Remember the Titans (2000)

 

Review by Boniface

Remember the Titans
(2000), rated PG, was one of those films that everybody suggests whenever I ask about a family friendly movie, but I had always put off seeing it because I am not particularly interested in films about football.  But, I was pleasantly surprised by the film when I finally got around to seeing it, and even though I know very little about football, I was able to follow the film easily and found myself fairly engaged.
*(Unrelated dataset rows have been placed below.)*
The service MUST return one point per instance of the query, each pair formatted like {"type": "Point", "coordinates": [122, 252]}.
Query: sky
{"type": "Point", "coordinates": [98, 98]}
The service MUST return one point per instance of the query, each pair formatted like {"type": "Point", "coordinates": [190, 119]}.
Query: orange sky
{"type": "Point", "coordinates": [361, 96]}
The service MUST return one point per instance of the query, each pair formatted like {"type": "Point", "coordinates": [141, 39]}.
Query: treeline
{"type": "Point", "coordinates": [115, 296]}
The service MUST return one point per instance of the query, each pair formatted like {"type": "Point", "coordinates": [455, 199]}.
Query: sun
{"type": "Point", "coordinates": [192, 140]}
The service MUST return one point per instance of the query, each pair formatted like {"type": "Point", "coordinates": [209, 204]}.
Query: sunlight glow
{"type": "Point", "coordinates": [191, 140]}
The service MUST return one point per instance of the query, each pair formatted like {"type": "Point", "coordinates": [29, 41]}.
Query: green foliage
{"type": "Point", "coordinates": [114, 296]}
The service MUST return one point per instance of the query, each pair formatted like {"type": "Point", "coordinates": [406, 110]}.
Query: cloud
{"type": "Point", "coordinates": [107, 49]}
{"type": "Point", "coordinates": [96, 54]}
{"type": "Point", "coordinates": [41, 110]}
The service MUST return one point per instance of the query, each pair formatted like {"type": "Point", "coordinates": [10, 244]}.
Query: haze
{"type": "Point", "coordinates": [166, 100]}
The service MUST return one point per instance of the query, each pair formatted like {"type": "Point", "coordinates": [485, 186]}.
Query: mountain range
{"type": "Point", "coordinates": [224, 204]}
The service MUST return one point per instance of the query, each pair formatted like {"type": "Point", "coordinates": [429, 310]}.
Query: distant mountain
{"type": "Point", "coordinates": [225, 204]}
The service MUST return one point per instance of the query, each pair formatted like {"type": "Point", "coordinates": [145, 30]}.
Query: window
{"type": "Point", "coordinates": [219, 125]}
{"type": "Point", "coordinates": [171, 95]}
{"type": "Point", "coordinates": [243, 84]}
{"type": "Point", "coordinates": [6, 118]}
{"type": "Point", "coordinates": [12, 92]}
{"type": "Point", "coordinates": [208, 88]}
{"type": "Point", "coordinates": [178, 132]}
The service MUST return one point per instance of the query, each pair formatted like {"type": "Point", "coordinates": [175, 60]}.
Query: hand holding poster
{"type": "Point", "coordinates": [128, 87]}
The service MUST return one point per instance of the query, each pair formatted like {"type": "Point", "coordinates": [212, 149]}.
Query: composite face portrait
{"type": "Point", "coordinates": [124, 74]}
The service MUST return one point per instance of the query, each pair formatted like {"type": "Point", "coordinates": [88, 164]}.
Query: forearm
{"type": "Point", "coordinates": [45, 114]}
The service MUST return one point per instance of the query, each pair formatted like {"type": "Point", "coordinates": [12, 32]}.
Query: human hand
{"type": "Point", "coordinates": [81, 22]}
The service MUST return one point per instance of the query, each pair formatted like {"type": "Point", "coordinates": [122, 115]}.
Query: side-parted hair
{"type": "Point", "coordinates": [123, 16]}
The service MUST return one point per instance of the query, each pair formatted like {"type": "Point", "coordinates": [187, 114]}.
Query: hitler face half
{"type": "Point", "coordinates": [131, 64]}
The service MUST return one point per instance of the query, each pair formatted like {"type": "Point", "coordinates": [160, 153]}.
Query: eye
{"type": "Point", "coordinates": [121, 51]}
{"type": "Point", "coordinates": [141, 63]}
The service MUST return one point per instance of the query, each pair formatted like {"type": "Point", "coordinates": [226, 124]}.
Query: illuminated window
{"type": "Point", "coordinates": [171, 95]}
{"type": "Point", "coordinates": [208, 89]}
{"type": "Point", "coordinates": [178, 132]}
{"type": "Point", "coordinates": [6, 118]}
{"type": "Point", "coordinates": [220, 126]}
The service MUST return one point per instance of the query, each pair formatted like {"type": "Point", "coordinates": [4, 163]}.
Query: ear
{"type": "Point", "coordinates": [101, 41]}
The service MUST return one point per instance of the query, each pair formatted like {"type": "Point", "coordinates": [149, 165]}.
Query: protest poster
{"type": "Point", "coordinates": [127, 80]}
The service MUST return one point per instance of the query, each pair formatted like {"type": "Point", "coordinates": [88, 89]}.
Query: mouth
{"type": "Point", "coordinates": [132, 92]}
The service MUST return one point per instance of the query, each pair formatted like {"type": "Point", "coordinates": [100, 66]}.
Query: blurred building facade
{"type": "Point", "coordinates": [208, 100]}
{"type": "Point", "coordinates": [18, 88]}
Remember the Titans is directed by Boaz Yakin, who up until this film (and since) is known for nothing spectacular; it was produced by Jerry Bruckheimer, which no doubt gave it a boost. The film is set in 1971 in Alexandria, Virginia, at T. C. Williams High School, which has just been desegregated, plunging the community into a tense period of racial hostility. African American head coach Herman Boone (Denzel Washington) is hired to lead the school's football team. In effort to desegregate, the athletics board orders Coach Boone to take the coaching position from current head coach Bill Yoast (Bill Yoast is played by Will Patton, whom I am still trying to forgive for playing General Bethlehem in Kevin Costner’s The Postman). Coach Boone faces the difficult task of trying to unify the state’s first desegregated high school football team.

 

Like many other high school football movies, this one is inspiring and draws the viewer in with a host of cliché characters: the arrogant team captain, the fat kid, the pretty boy, the religious kid, etc. The football team characters are not very memorable individually, but the way the film depicts them coming together, white and black, to win the pride of their town and go on to the state championships is touching. But again, this is somewhat cliché: doesn’t every high school sports film you have ever seen end with the team going on to win the state championship?

 

The protagonists, Coach Boone and Coach Yost, are not as strong as they could have been. Denzel Washington as Boone gives a typical Denzel Washington performance: sassy, lots of big-eyed staring, little facial expression, and most disappointing of all, very little character development. In a story about desegregation and the coming together of the races, there could have been a lot of room for character development. Unfortunately, Washington’s character doesn’t seem to change at all – he is sassy, confident and unflappable from his first scene and maintains this demeanor until the very end of the film.

Patton’s character, Coach Yost, actually is a more interesting character and goes through some real development as he goes from being skeptical of an integrated team to embracing it. Unfortunately, Coach Yost is mainly a background character who has little role to play in the film after the first twenty minutes. I know this is a true story, but it would have been a better film if Washington’s character was left out. Instead of being about a black coach supplanting a white coach to take over an integrated team, why not about a white coach who is forced to take on an integrated team and must learn acceptance throughout the course of the film? This is in fact what happens with the Coach Yost subplot, but it remains only a subplot.

This movie would have had nothing objectionable save for one scene where there is some implied homosexuality with one of the kids. In fact, it is more than implied: it shows him plant a kiss on an unsuspecting teammate. The recipient of the kiss reacts in horror, and the event is played off as a practical joke, but homosexual innuendos surrounding this certain character continue for the remainder of the film. But, at least there is no sexuality and no foul language. Why they chose to throw in this one objectionable element, which could have easily been left out, is beyond me. This  homosexual  inference makes the film unsuitable for young kids.

Aside from that, and from the cliché plot and the boringness of Washington’s character (whom I never really sympathized with), the film is pretty good. High school sports movies have a way of being entertaining even if you don’t like sports, and though I found a few things to nitpick about this film, it was overall enjoyable and I would recommend it for someone looking for something good to watch with a spouse on the weekend. I give it two tiaras.